Some ancillary responsibility, however, must be attached to those members of the House and Senate who were informed, inadequately, about the wiretapping and did nothing to regulate it. Sen. John D. Rockefeller IV, Democrat of West Virginia, told Vice President Dick Cheney in 2003 that he was "unable to fully evaluate, much less endorse these activities." But the senator was so respectful of the administration's injunction of secrecy that he wrote it out in longhand rather than give it to someone to type. Only last week, after the cat was out of the bag, did he do what he should have done in 2003 -- make his misgivings public and demand more information.

Published reports quote sources saying that 14 members of Congress were notified of the wiretapping. If some had misgivings, apparently they were scared of being called names, as the president did last week when he said: "It was a shameful act for someone to disclose this very important program in a time of war. The fact that we're discussing this program is helping the enemy."

Wrong. If we don't discuss the program and the lack of authority for it, we are meeting the enemy -- in the mirror.

11:59 AM  
Blogger John said...

Republicus pre-empted him (Lee Harvey). By 24 hours.

He said:

"Undermining" a war effort can take many forms, and you can be damn sure that those outfits which ultimately abet the enemy--not to mention those who wish death upon the Commander in Chief-- most ASSUREDLY howl about their patriotic "rights" to dissent loudest of all.

So what do they attack?

1) The war itself.

It's not a "real" war, with a "real enemy," but a phantom one to justify the strengthening of the evil Republicans and their tyrannical rule over the American people..."

Lee Harvey belatedly comes in here with an "exclusive" and--while busy with his roller wall-papering this section with his new, irrefetuble and indisputable Gospel of an expose,' mutters:

"What war? and thats not an excuse or a justification."

There is a war going on and it is a justification.

As Republicus said, he respects arguments from thoughtful Libertarians on this issue, who weigh the principles of privacy rights against the Commander in Chief's responsibility to wage war, and must determine how far they are willing to allow the government to enter the private sphere while waging a war against ideologies which most certainly have cells in America--and occupied by technically-defined American citizens-- which must be infiltrated.
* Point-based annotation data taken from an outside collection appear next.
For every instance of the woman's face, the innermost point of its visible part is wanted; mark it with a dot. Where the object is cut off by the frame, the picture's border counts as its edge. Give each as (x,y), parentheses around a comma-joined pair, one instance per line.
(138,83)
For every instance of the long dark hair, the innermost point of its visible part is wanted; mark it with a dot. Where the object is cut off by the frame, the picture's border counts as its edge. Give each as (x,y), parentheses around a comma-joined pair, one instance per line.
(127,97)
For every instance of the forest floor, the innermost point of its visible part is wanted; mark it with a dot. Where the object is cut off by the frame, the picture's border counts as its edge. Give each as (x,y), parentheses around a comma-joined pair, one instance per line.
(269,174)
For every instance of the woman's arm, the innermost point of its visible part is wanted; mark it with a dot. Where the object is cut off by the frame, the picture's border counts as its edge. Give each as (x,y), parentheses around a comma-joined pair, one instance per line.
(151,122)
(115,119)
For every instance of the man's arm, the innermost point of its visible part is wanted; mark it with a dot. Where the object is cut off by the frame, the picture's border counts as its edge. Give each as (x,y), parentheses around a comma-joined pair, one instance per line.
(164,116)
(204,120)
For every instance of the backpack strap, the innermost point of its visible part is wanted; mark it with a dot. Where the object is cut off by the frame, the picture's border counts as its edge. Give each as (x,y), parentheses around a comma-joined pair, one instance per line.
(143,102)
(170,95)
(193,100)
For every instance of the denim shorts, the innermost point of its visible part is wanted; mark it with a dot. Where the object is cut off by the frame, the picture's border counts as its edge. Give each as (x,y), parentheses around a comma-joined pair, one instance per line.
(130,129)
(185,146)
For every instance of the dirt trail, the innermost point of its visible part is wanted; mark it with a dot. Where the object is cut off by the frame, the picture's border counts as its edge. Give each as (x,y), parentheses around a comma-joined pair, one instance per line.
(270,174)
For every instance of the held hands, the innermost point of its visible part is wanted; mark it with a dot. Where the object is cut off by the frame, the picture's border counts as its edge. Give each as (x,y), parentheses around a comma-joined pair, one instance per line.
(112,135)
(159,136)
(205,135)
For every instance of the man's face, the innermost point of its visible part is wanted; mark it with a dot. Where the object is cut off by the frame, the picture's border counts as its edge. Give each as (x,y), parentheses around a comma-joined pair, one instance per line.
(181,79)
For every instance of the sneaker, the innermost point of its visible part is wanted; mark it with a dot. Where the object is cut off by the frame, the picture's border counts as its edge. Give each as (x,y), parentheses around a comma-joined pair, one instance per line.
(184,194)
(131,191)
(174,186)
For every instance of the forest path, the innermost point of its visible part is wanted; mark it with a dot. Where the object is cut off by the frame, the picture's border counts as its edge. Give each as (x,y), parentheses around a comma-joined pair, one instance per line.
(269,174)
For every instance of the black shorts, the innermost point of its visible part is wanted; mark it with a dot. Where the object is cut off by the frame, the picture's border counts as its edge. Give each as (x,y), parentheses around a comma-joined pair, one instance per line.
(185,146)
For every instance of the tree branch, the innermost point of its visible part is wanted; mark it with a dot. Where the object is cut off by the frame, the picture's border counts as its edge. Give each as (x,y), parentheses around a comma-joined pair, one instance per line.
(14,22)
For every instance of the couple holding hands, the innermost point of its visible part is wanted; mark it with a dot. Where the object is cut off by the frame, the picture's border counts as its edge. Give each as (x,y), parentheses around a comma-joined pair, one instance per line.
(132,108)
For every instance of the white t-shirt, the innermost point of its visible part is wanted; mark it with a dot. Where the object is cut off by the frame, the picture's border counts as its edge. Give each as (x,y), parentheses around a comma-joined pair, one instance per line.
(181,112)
But for the Leftist Bush-Hater to suddenly nitpick on niceties and champion principles which THEY BELITTLED OR DISMISSED OUTRIGHT--or abstractly used to their benefit-- when such principles were outright RAPED by the Clinton Administration they fervently-defended DISQUALIFIES THEM from any serious participation in a debate only the principled Libertarian can engage in with any credibility of integrity.

12:46 AM  
Blogger John said...

And no, the roguish surveillance did not wander outside the parameters of prosecution of the war.